Jakie jest moje miejsce w życiu?
Magazyny młodzieżowe typu "Bravo" i "Dziewczyna" na powyższe pytania udzielają odpowiedzi niepełnej lub nie udzielają jej wcale. A przecież oczekuje się od czasopism kierowanych do dzieci i młodzieży, by - poza dostarczeniem pożądanej rozrywki - wspierały, a nawet inspirowały w rozwoju. Nie wspierają. Dlatego protestuję.
Człowiek jest istotą z natury skierowaną ku Bogu (wielkie religie powstawały na całym świecie, niezależnie od siebie). Św. Augustyn napisał: "Stworzyłeś nas bowiem [Boże] jako skierowanych ku Tobie. I niespokojne jest serce nasze dopóki w Tobie nie spocznie". Tylko w Nim znaleźć można szczęście nieprzemijające.

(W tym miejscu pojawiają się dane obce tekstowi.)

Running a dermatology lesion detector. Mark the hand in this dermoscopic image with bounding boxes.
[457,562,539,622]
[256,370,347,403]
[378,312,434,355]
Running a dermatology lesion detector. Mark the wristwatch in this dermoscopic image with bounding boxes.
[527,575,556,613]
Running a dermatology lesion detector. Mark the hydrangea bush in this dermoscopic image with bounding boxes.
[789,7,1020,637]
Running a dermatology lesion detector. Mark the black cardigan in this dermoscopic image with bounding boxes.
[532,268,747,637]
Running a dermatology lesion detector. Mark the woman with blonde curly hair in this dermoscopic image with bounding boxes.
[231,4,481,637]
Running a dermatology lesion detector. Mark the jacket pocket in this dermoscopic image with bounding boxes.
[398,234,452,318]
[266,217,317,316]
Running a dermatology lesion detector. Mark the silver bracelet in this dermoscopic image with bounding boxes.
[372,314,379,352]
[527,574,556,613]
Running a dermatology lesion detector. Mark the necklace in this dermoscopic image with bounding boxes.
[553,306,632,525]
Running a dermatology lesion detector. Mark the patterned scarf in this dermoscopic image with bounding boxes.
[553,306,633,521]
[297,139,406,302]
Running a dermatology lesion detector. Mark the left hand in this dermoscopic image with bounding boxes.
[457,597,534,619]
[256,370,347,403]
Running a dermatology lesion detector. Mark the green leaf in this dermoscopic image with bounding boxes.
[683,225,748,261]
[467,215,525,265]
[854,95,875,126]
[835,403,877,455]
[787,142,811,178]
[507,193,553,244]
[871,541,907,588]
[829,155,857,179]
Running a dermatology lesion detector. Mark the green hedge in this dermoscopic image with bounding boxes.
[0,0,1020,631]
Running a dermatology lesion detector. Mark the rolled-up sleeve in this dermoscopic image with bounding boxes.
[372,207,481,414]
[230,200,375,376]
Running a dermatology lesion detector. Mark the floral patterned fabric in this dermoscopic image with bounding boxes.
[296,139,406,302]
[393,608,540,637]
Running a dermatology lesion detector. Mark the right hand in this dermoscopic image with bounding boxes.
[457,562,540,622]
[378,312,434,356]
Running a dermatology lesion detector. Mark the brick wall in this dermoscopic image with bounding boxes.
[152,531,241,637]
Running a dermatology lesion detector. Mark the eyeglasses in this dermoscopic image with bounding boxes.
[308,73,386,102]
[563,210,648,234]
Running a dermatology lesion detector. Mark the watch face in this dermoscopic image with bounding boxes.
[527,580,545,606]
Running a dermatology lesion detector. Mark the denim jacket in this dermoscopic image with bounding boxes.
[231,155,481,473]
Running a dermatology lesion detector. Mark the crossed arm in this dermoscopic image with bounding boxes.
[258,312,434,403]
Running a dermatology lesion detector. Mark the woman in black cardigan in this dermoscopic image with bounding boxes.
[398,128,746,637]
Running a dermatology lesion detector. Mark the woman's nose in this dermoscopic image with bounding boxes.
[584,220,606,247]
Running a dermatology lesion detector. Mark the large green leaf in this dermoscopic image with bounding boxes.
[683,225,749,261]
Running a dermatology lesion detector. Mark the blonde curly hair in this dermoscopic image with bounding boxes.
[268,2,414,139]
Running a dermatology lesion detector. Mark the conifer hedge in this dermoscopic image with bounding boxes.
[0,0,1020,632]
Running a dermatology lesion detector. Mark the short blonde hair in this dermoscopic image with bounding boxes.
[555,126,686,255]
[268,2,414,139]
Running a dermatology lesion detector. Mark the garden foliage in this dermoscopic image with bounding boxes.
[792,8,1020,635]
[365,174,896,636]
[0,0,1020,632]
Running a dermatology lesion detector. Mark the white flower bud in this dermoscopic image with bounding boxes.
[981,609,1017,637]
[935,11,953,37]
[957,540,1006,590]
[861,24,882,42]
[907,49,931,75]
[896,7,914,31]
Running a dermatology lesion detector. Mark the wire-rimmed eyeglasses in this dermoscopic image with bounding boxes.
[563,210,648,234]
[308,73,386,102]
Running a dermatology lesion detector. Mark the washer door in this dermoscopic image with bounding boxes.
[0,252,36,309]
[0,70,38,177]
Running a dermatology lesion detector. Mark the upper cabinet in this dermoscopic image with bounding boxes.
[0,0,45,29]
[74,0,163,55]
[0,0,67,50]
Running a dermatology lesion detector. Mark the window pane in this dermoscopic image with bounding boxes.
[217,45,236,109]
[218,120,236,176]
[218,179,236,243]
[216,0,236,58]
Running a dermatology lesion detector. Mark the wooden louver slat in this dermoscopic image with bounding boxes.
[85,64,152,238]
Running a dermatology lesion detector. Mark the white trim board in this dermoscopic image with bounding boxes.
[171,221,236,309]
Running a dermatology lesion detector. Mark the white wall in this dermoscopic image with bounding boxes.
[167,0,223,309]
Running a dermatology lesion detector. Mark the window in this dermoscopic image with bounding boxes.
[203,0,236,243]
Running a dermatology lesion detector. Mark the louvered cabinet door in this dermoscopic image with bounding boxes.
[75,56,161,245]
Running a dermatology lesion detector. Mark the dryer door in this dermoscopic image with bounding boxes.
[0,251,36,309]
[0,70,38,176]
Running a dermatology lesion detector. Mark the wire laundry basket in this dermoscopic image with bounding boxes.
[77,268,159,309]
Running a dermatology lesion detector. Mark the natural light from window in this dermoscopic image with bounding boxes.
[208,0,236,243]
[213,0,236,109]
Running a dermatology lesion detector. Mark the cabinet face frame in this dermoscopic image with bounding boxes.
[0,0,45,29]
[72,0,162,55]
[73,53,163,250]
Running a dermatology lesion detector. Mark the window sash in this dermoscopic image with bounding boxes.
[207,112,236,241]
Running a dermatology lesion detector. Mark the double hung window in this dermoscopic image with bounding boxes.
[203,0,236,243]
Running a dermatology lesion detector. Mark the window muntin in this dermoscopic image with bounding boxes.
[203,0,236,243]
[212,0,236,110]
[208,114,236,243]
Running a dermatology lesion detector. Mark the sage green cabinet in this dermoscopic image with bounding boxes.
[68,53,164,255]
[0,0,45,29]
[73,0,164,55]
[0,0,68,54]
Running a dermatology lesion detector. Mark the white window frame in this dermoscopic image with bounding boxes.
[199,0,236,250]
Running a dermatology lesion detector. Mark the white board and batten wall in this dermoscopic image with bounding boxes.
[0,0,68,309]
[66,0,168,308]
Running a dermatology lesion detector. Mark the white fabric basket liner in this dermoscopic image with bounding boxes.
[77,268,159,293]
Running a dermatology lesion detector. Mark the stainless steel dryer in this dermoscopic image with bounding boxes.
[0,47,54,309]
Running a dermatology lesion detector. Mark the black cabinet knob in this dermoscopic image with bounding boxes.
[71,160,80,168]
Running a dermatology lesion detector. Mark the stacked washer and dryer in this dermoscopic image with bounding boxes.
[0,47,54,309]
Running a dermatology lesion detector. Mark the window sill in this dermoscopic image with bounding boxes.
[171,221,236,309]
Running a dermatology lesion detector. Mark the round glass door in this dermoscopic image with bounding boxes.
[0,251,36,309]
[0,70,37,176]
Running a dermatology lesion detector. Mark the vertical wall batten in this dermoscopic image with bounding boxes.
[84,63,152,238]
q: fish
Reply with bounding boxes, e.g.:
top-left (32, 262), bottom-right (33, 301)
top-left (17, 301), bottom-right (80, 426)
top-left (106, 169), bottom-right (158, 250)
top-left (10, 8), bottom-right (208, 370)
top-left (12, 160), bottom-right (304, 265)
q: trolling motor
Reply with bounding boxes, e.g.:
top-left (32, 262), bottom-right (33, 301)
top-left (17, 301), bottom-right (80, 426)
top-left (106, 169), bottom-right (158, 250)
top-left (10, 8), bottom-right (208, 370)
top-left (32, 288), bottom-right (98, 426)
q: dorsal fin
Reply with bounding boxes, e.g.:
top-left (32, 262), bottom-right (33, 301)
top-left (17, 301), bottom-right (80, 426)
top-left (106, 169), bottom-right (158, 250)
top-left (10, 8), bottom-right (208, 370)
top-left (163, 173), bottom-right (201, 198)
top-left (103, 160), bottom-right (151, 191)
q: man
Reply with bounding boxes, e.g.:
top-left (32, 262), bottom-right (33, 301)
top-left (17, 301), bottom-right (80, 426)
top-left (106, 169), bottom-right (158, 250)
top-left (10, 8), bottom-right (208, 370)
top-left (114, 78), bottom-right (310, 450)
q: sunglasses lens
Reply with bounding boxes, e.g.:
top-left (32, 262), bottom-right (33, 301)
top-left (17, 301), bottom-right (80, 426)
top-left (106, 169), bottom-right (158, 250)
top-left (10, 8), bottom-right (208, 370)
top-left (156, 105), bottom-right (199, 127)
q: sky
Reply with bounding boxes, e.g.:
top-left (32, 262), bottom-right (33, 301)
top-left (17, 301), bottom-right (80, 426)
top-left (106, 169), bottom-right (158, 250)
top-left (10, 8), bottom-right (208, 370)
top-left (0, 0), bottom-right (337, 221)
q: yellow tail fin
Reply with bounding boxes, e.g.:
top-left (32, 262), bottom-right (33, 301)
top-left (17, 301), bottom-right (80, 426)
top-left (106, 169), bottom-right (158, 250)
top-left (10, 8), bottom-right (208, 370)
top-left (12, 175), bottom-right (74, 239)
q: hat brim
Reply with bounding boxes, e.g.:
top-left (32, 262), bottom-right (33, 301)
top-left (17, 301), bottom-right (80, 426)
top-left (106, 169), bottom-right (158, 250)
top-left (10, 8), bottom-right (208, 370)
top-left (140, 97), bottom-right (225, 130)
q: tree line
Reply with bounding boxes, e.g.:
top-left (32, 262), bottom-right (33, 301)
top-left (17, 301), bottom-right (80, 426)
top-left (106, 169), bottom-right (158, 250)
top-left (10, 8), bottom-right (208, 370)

"Dziewczyna" i "Bravo" nie walczą z Bogiem. Istnienie Boga wymienione czasopisma po prostu ignorują. Zaprzeczeniem wiary nie jest walka z Bogiem, lecz życie tak, jakby Boga nie było (ci, którzy z Nim walczą w gruncie rzeczy przyjmują Jego istnienie). Miejsca Boga w sercu człowieka nie jest w stanie zająć żadna inna wartość, gdyż jedynie On jest wartością nieskończoną. Gdy odrzuci się Boga, pozostaje pustka - wielka, dojmująca, (nie zapełnią jej doczesne wartości, a tym bardziej nie zagłuszą narkotyki, alkohol, seks). Po odkryciu tego pozostaje cynizm i poczucie bezsensu (depresje, myśli samobójcze).
Świat w tych czasopismach jest prawie nieobecny, nie wspomina się o jego pięknie, bogactwie i różnorodności, nie mówi się o jego aktualnych problemach. "Nas to nie obchodzi" - tak odczytać można postawę autorów "Bravo". "Dziewczyna" zawiera zwykle jeden reportaż, z którego wynika, że świat pełen jest zła (przykładowa problematyka: zatruwanie Ziemi, zmuszanie dzieci do ciężkiej pracy, dręczenie zwierząt). Nie można na świecie czuć się bezpiecznie, bo pogoń za pieniądzem nie zna granic, zabija bezbronnych.
Człowiek nie może jednak żyć poza światem - tworzy się więc świat wyimaginowany, w którym wyobcowany człowiek zawieszony jest w jakiejś kosmicznej próżni.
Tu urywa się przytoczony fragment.